Raphaëlle Tousignant

Raphaëlle Tousignant

Photo : Radio-Canada / Kolya Hubacek-Guilbault

Michel Chabot

Raphaëlle Tousignant est une fille de 16 ans qui ne manque pas de confiance en elle. Mais se retrouver parmi les premières femmes invitées au camp de l'équipe de développement canadienne de hockey sur luge lui apparaît comme un rêve incroyable.

Pour la toute première fois, des femmes se retrouvent au sein d’un camp qui jusque-là n’était réservé qu’aux hommes. Parmi ce quintette de pionnières, il y a une seule Québécoise et elle profite à plein de cette expérience unique. Elle se souvient de sa réaction en recevant l’invitation.

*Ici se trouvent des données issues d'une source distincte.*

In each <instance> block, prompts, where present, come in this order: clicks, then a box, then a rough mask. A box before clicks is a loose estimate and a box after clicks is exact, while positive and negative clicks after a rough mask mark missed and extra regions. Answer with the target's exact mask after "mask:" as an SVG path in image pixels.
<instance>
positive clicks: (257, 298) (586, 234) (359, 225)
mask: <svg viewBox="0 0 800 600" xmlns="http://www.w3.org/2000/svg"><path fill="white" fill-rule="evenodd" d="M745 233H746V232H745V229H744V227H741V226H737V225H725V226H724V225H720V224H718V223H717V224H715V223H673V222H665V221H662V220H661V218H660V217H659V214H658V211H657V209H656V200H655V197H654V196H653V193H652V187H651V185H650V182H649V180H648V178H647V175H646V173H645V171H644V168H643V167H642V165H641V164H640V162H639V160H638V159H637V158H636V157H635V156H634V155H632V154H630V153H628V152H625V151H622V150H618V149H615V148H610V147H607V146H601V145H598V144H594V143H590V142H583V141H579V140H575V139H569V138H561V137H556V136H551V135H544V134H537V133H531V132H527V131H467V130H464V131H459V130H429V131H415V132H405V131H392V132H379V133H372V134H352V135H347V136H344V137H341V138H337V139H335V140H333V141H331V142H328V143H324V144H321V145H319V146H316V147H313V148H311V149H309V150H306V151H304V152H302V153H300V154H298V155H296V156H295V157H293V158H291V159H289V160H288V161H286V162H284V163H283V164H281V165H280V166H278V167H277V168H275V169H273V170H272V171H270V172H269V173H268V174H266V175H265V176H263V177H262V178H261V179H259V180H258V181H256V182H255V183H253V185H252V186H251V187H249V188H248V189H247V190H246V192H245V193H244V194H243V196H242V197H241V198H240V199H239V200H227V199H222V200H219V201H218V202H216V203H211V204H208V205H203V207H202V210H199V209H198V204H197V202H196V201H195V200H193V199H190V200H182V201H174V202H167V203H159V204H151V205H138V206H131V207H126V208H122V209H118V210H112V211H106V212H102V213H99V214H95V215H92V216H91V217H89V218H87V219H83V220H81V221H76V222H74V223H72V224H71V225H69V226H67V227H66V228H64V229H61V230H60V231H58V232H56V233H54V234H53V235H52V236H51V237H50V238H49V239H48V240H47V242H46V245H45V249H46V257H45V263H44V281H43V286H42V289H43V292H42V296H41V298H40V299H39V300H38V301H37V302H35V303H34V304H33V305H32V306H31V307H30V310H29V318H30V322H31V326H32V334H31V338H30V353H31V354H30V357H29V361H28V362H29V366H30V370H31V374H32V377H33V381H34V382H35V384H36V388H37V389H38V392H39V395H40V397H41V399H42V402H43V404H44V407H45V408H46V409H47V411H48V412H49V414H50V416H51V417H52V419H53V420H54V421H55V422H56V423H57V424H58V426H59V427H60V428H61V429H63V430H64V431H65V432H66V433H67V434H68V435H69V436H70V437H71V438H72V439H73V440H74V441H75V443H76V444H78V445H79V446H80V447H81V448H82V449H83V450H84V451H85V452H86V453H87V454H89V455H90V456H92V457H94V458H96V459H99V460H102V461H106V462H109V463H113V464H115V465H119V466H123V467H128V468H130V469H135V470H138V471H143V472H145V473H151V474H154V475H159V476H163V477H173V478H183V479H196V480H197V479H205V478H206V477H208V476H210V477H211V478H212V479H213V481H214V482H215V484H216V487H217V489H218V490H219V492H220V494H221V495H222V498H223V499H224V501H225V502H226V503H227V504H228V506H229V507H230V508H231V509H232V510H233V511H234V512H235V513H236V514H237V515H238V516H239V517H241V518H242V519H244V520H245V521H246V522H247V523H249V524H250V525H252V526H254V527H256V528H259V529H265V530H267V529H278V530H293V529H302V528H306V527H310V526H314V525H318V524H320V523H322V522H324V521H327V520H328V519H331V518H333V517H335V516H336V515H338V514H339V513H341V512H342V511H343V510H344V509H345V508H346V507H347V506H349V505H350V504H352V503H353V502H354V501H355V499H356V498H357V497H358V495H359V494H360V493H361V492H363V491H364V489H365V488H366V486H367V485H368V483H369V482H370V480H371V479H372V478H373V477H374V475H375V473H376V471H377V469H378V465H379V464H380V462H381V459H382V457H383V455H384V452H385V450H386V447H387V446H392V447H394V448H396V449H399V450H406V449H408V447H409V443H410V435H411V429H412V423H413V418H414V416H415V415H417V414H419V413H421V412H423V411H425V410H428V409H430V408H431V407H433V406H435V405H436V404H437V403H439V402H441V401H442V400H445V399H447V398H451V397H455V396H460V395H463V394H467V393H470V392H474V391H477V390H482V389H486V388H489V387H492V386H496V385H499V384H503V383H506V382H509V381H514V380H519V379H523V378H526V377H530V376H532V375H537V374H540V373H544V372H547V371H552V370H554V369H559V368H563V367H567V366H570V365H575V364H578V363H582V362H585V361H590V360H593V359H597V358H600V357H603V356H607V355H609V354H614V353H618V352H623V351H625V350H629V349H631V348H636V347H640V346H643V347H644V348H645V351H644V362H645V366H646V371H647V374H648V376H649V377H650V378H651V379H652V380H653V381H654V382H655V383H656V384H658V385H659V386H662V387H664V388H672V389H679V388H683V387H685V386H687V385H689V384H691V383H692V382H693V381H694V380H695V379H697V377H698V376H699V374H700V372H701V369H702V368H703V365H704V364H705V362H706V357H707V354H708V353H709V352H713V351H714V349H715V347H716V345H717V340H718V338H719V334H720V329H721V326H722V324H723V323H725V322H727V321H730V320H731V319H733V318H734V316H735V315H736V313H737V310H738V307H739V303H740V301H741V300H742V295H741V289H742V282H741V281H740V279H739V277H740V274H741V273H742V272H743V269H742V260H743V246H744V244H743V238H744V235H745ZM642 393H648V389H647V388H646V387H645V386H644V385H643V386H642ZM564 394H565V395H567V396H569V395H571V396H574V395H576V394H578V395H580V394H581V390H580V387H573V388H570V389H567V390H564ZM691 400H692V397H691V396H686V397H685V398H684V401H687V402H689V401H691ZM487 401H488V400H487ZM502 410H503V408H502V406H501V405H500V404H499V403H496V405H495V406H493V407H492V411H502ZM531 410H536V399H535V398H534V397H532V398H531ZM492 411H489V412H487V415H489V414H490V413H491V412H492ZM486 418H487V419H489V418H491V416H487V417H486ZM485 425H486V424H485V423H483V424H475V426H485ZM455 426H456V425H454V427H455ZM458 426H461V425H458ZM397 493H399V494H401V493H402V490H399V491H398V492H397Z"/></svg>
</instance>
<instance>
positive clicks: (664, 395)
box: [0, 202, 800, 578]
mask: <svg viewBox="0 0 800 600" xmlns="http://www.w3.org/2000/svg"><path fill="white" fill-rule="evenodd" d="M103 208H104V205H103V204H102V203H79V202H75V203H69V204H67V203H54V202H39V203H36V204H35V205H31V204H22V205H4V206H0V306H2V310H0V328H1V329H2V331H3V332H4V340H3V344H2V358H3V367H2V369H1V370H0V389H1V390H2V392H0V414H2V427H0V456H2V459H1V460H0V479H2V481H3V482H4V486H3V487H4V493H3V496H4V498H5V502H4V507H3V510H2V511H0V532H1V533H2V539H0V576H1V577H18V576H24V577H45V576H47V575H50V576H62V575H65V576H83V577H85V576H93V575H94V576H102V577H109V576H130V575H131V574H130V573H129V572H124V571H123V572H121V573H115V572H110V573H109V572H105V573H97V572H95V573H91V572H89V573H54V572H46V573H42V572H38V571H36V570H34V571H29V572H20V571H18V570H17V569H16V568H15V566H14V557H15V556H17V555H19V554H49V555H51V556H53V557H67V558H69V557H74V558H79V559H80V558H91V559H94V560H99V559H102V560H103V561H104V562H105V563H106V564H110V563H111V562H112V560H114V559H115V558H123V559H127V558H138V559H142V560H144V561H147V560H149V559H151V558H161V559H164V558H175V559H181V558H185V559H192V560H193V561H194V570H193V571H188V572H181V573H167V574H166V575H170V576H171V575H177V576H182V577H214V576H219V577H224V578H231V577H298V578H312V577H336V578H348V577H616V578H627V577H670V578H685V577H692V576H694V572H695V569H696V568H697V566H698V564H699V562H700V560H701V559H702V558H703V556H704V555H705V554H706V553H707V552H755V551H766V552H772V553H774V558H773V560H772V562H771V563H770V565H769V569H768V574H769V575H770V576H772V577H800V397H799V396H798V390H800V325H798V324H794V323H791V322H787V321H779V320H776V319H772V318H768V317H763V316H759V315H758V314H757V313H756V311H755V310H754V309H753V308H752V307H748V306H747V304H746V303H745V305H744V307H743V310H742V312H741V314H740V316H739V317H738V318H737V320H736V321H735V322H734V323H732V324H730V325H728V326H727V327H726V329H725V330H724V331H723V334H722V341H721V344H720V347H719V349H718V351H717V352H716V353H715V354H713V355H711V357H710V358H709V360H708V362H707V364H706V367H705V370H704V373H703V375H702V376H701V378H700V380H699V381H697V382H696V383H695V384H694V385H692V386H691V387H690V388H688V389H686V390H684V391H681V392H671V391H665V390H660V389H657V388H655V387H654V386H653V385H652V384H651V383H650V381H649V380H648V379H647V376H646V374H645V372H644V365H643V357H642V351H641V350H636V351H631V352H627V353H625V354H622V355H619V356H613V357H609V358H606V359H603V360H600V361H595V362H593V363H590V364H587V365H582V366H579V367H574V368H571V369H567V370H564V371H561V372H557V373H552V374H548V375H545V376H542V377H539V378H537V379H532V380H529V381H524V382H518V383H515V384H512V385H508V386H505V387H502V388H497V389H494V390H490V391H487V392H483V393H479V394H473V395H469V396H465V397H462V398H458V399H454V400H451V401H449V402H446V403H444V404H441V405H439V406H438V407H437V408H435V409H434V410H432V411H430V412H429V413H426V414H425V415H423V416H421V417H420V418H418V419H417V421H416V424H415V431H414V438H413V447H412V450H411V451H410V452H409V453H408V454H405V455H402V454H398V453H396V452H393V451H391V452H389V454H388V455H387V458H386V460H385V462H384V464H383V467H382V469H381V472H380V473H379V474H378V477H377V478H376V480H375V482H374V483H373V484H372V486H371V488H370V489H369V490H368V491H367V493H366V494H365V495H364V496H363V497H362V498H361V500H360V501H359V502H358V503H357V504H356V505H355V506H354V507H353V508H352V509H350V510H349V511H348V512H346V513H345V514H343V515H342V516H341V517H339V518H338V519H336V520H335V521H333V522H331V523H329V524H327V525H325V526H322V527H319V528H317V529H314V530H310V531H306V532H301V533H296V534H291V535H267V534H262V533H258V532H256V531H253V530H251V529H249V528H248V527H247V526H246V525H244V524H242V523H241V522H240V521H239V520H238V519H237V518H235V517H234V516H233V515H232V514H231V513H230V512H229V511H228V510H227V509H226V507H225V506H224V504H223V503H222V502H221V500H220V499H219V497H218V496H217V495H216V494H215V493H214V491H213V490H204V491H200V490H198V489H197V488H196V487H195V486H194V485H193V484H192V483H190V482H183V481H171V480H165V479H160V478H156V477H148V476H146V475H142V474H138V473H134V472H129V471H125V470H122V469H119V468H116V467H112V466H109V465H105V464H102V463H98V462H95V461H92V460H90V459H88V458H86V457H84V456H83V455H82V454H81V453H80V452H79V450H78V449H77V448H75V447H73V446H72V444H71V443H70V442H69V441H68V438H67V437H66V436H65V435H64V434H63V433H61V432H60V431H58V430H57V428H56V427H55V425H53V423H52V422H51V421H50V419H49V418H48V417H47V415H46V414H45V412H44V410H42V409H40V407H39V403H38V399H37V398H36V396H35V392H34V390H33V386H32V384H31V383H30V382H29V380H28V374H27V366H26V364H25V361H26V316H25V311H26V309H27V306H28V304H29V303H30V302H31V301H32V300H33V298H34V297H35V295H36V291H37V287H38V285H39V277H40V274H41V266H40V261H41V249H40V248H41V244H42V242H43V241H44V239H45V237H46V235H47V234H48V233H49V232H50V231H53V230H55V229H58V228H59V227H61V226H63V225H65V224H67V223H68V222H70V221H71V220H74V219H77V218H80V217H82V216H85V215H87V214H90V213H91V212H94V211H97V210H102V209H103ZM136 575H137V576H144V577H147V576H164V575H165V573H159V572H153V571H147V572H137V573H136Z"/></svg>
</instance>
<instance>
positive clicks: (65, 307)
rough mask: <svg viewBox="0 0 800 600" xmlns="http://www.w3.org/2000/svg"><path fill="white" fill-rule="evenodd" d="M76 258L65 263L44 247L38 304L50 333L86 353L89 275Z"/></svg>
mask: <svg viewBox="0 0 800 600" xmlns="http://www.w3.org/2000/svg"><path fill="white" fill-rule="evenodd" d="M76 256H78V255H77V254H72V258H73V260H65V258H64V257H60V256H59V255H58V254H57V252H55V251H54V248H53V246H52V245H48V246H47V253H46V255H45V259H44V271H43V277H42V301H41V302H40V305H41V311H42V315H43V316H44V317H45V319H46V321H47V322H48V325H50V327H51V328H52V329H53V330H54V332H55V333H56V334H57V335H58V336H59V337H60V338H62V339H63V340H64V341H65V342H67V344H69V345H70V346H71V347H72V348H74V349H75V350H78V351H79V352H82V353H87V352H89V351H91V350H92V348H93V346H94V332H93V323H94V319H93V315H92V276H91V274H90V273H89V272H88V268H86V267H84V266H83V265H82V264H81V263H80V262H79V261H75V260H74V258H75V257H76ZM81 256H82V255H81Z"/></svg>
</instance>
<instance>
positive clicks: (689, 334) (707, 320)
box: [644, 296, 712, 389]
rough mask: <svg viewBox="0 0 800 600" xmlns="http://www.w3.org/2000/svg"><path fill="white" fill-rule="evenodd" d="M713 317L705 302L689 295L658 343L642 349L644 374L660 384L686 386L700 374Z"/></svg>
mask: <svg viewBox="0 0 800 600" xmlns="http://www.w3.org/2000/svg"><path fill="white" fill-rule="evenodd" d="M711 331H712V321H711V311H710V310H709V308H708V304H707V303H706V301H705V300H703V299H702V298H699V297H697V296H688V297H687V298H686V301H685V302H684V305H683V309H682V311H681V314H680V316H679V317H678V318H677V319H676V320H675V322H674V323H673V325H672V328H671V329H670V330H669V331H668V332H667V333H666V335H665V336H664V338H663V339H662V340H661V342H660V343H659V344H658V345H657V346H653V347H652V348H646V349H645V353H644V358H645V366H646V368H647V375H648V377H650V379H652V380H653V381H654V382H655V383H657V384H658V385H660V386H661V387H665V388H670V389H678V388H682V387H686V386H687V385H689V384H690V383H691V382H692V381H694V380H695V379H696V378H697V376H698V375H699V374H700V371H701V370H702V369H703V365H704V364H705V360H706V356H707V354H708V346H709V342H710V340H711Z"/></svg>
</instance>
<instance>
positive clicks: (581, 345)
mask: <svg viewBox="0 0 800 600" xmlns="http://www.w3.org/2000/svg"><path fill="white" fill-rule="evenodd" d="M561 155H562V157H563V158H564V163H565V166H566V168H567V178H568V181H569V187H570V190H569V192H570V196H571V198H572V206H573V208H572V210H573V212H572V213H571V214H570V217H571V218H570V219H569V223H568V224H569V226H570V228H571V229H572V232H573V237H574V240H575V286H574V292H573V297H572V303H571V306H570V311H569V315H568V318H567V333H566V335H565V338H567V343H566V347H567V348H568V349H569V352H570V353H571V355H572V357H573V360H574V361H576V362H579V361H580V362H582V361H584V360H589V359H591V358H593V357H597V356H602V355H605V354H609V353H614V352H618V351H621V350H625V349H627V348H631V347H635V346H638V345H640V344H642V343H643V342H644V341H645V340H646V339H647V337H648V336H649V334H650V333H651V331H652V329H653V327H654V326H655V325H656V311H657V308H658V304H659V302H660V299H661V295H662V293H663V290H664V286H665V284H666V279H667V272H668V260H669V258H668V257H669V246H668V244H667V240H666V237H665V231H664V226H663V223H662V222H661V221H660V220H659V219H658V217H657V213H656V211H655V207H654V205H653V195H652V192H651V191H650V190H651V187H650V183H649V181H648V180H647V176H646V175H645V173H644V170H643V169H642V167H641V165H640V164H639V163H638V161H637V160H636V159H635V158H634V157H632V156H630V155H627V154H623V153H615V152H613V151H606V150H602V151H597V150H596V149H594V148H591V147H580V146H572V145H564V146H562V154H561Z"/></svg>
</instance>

Mise à jour : L'équipe de développement canadienne de hockey sur luge a annoncé mardi que Raphaëlle Tousignant faisait partie des 18 joueurs retenus à l'issue du camp d'entraînement. Une autre des quatre joueuses présentes au camp l'accompagne, Christina Picton.

« Je n’y croyais pas, j’en tremblais, raconte-t-elle. Mon Dieu, je m’en vais au camp. J’ai presque pleuré. J’étais très heureuse. Obtenir cette chance est tout simplement génial. »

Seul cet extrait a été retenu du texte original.